A question on one of the boards I am on popped up, and I responded, which I rarely do these days. I’ve been kind of burned out of writing and been focusing on building more preps, losing some of my flab and getting into better shape, etc…. However, I thought this was in interesting question. Here is is:
“What are your individual criteria for whom you would bug out with other than family. I’m assuming that you would not leave your family behind. If you would, that would be interesting to hear the reasoning as well. Would it be one or more of these: (a) Co-workers (b) Neighbors, (c) Close friends (d) Those sharing your beliefs, (e) Best prepared regardless of beliefs, or (f) make the best of whom you find yourself with?”
I responded with this:
I have been building a relationship with three or four other preppers. Three of which I trust, and the fourth, I am not sure about. Let me rephrase, I trust him, but I know his allegiances are to his immediate family, period. He has his own plans, OPSEC, etc. he will adhere to. I know this going in. And I trust he thinks the same of myself. However, in a tight situation we would go it together, I have no doubt. Not sure it would be a permanent thing. I think we would part ways at some juncture.

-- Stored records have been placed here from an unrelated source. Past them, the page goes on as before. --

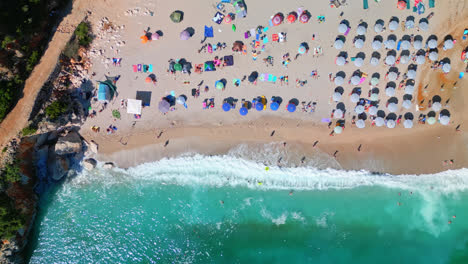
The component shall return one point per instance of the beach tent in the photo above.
(134, 106)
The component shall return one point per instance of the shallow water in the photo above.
(230, 210)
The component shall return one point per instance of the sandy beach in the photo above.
(421, 149)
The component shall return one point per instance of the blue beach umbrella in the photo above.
(291, 108)
(259, 106)
(274, 106)
(243, 111)
(226, 107)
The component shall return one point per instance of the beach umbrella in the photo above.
(374, 61)
(411, 74)
(342, 28)
(390, 91)
(405, 45)
(259, 106)
(355, 80)
(274, 106)
(444, 120)
(338, 129)
(417, 44)
(436, 106)
(340, 61)
(243, 111)
(432, 44)
(373, 110)
(378, 28)
(391, 123)
(359, 109)
(359, 43)
(336, 97)
(393, 25)
(392, 107)
(338, 44)
(431, 120)
(409, 89)
(448, 44)
(408, 123)
(360, 123)
(354, 97)
(390, 60)
(390, 44)
(358, 62)
(164, 106)
(184, 35)
(226, 107)
(338, 113)
(379, 121)
(376, 44)
(339, 80)
(406, 104)
(420, 59)
(392, 76)
(423, 25)
(404, 59)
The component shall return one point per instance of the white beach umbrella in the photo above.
(444, 120)
(406, 104)
(405, 45)
(391, 123)
(342, 28)
(392, 76)
(433, 55)
(448, 44)
(411, 74)
(393, 25)
(432, 44)
(358, 62)
(392, 107)
(390, 44)
(436, 106)
(338, 113)
(361, 30)
(354, 98)
(390, 60)
(420, 59)
(340, 61)
(446, 67)
(409, 89)
(417, 44)
(423, 26)
(338, 129)
(408, 123)
(373, 110)
(379, 121)
(337, 97)
(360, 123)
(359, 43)
(376, 45)
(431, 120)
(390, 91)
(338, 44)
(355, 80)
(339, 80)
(359, 109)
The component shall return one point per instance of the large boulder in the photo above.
(69, 144)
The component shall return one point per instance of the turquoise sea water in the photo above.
(229, 210)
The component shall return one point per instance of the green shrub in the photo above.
(55, 109)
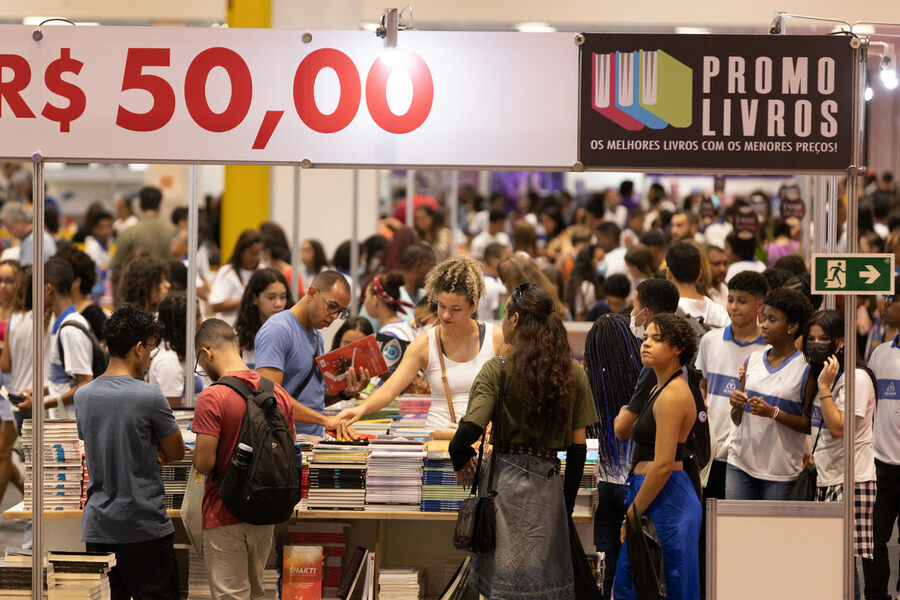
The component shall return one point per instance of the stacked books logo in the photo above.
(643, 88)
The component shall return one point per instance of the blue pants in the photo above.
(676, 513)
(741, 486)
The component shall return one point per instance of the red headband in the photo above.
(390, 300)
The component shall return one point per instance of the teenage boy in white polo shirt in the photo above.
(721, 354)
(885, 364)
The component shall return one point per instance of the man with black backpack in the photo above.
(245, 445)
(75, 356)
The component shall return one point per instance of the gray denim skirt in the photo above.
(532, 559)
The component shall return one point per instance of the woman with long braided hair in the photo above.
(612, 361)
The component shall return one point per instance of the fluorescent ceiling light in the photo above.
(535, 27)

That said, I’ll keep the list to my immediate geography. There are people outside my immediate reach I would definitely bug out with, but they do not live near me, so the point is sort of mute.
A few simple items. They would have to be ethical and of good character. There has to be a spoken or unspoken bond that as preppers we understand that we will have to band together for a short or long period of time. They would have to have their own core resources. While I do not mind sharing resources, you exponentially deplete yours when you share them, and that can shorten my life. There is a moral conversation in there regarding women, children, families, in need, but that is a conversation left for another time. The person(s) I would bug out with would have to have the same or similar vision as I, would have to have similar goals, and understand that there are boundaries.
Do they have to lay down their life for me in my defense? Good question, I think no. I think they have to defend themselves, and if we have to defend ourselves to stay alive as a team then so be it. But I do not expect someone to just defend me in an emergency or survival situation in close quarters just because they are with me.
I am not sure any of this is making sense. I have not really thought about the criteria, as I have plans to bug out alone, and make a stop over for supplies, here or there…
How would you respond to this question? Have you thought about who you would trust to bug out with? Do you already have plans to bug out with a team of families etc?